Would I be correct in saying that, if I were to distribute my data structure in memory properly I could use multiple cache lines at the same time? Would it happen that each of these cache lines pre-fetches memory as well? I might have misunderstood something, but it seems to me that if I were to use memory regions properly I could effectively have multiple cache lines in the processor at the same time, suggesting that I could use multiple cache lines in my algorithm to increase performance.
Is my understanding accurate?
On pg. 113 of "The Software Optimization Cookbook" it says:
"Each row has been designed to hold unique 2-kilobyte or 4-kilobyte blocks of memory, based upon the row number and the memory address, to speed up the time it takes to determine a cache hit.
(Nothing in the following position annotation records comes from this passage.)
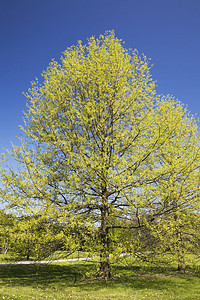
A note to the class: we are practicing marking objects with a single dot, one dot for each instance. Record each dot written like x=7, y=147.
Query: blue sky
x=32, y=32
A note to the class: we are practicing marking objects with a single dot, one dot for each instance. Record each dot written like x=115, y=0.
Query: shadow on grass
x=73, y=274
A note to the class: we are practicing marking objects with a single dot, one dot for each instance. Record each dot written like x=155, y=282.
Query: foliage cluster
x=103, y=154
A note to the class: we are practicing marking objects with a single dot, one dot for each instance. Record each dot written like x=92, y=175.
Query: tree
x=93, y=143
x=7, y=222
x=36, y=236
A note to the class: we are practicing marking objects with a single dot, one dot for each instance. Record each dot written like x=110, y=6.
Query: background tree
x=94, y=138
x=7, y=222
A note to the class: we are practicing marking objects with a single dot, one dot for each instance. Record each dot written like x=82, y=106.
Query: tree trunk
x=104, y=255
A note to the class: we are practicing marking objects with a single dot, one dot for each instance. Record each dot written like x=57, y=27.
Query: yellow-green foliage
x=101, y=150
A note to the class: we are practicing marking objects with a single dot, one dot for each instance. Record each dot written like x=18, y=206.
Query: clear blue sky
x=32, y=32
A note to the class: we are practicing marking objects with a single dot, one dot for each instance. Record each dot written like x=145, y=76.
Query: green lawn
x=67, y=281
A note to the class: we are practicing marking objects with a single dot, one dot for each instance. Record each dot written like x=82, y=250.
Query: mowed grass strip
x=68, y=281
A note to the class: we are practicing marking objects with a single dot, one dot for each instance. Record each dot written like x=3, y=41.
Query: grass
x=68, y=281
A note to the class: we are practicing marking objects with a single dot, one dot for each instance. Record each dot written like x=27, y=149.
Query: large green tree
x=95, y=146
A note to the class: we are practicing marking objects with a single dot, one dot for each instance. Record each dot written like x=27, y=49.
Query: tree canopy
x=100, y=149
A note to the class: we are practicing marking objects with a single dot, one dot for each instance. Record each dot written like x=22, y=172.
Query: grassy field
x=69, y=281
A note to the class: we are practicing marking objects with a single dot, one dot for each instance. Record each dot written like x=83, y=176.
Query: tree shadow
x=74, y=274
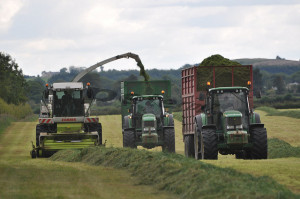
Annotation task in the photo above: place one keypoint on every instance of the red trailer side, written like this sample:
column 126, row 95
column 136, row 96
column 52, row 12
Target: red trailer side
column 191, row 88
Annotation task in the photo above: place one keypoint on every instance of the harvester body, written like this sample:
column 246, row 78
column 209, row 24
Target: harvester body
column 145, row 119
column 64, row 121
column 218, row 113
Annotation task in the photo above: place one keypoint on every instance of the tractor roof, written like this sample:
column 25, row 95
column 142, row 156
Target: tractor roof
column 147, row 96
column 228, row 88
column 67, row 85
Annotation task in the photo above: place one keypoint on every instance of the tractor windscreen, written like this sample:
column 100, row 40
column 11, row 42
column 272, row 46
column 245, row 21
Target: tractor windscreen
column 68, row 103
column 153, row 106
column 227, row 100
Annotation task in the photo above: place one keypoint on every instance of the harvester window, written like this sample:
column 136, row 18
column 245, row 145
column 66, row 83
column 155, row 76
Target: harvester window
column 68, row 103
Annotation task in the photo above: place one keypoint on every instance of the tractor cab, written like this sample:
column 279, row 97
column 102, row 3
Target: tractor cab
column 147, row 111
column 228, row 108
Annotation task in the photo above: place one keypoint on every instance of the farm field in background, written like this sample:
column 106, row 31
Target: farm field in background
column 20, row 176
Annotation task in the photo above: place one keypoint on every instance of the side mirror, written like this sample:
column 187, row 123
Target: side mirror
column 90, row 93
column 258, row 94
column 46, row 94
column 203, row 108
column 201, row 97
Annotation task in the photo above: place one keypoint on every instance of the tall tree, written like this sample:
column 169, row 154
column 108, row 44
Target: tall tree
column 12, row 84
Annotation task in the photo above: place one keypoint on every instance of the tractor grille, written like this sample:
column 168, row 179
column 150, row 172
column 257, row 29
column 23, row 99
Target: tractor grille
column 149, row 123
column 234, row 121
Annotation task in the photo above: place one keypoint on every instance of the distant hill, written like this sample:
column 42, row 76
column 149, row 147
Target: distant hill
column 272, row 65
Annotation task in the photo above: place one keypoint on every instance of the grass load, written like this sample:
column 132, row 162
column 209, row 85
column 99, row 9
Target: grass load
column 174, row 173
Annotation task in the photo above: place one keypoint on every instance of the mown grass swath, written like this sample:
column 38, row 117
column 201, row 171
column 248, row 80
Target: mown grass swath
column 280, row 149
column 12, row 112
column 184, row 176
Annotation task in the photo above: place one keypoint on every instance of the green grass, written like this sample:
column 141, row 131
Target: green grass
column 5, row 121
column 23, row 177
column 280, row 149
column 274, row 112
column 175, row 173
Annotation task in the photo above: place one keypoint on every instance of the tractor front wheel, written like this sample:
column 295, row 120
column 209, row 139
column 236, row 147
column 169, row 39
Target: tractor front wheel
column 258, row 137
column 189, row 150
column 129, row 139
column 169, row 140
column 209, row 145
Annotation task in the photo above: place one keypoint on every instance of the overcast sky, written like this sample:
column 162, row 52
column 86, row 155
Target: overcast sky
column 52, row 34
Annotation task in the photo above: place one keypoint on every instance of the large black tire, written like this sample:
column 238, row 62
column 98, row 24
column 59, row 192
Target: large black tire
column 129, row 139
column 209, row 144
column 189, row 150
column 258, row 137
column 169, row 140
column 99, row 131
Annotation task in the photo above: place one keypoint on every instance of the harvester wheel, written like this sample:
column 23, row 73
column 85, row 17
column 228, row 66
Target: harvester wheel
column 258, row 137
column 99, row 130
column 209, row 145
column 189, row 150
column 129, row 139
column 169, row 140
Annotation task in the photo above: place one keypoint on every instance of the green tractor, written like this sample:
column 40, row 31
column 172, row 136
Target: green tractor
column 145, row 121
column 227, row 125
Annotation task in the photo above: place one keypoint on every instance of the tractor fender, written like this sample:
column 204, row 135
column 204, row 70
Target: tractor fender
column 198, row 122
column 255, row 125
column 209, row 126
column 171, row 120
column 127, row 122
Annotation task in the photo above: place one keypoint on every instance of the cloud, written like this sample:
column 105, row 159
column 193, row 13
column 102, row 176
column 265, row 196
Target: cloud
column 8, row 10
column 49, row 35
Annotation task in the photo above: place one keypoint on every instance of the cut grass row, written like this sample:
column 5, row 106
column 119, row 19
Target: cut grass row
column 175, row 173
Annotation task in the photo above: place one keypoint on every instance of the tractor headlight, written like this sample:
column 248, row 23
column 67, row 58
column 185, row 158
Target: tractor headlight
column 237, row 127
column 149, row 128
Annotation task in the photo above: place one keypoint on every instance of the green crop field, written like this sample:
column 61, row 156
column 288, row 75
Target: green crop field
column 22, row 177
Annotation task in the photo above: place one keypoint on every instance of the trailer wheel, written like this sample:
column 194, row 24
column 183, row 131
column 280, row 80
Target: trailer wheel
column 209, row 146
column 129, row 139
column 99, row 130
column 189, row 150
column 169, row 140
column 258, row 137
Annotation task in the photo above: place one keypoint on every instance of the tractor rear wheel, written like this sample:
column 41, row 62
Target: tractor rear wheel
column 209, row 145
column 258, row 137
column 169, row 140
column 189, row 150
column 99, row 130
column 129, row 139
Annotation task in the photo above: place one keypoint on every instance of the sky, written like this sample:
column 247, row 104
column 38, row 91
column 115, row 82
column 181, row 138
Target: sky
column 48, row 35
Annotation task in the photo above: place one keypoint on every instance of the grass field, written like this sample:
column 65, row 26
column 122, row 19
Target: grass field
column 22, row 177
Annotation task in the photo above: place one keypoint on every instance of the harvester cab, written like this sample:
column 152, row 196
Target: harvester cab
column 64, row 121
column 148, row 124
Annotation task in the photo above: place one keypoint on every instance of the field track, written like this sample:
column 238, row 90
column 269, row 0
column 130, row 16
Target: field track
column 22, row 177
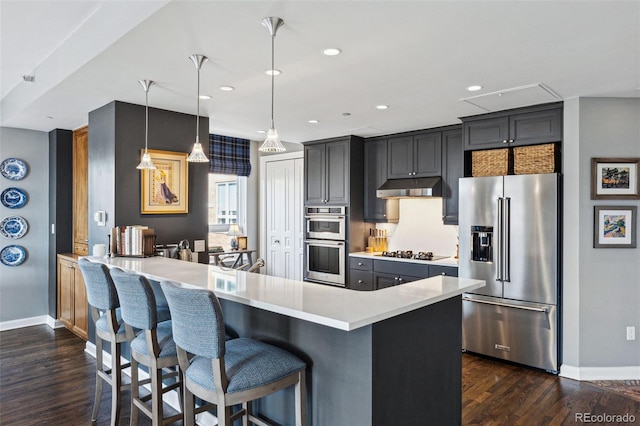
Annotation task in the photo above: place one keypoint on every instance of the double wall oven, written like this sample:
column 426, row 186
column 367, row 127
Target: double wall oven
column 325, row 244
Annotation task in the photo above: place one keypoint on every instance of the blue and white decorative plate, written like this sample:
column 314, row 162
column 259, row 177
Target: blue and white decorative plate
column 14, row 198
column 13, row 255
column 13, row 169
column 13, row 227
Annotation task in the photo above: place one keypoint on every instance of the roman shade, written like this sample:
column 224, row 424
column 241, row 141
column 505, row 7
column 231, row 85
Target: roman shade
column 229, row 156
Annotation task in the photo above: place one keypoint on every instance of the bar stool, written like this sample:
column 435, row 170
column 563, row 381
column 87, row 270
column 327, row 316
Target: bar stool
column 226, row 373
column 105, row 313
column 151, row 345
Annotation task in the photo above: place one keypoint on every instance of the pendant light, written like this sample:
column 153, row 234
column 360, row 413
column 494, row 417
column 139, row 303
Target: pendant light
column 146, row 162
column 272, row 142
column 197, row 155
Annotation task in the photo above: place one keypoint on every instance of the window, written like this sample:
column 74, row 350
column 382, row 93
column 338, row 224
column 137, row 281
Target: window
column 226, row 202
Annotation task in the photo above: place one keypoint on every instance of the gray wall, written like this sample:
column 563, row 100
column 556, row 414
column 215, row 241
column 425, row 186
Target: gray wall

If all 256 lines could hold any memory location, the processor would have to test all 256 lines to determine a cache hit. But, by assigning each row a specific range of possible addresses, the processor tests only eight lines to determine a cache hit."
This lead me to believe that the processor works the way I think it does...
Also, Raf, come onto #tbb sometime, it would be interesting to have some discussions with you!
I noticed I should have been more precise in my previous post: "I would think that any cache line/sector can be used for any part of memory" was not meant to imply a fully associative cache, but any
But if any of that is wrong (please check for yourself!), I would very much like to be educated. And thanks for the invitation, but this forum should be enough for me (provided it doesn't get enough of me!).
(Added) Oops! Any other mistakes?
Thanks everyone for answering my questions, and helping out while I learn these low-level details.
Yes, as you may now realize, your attempts to squeak some extra performance out of the cache may have, depending on how regular was your dispersal, caused an increase of contention between the cache lines, if those locations in VM happened to resolve to the same tag, thus filling up the ways faster.
Here's a real question, directly relevant to how programmers should reason about locality issues: does false sharing happen between sectors (worse because sectors are bigger) or between lines (same sector happily residing in more than one processor cache, one line dirty in one processor and another line dirty in another processor), and is that always so or dependent on how cache coherency logic is implemented? I didn't read those documents in detail, and so there may be an explicit statement that I have missed, but there are a few places that would lead me to suspect that false sharing could be between 64-byte lines, not between 128-byte sectors, in contradiction with what I think I have heard from TBB. The clearest may be in the second document, at 2.2 C).
Nicest new idea I learned from these documents (the second one, actually): decoupled sectored caches.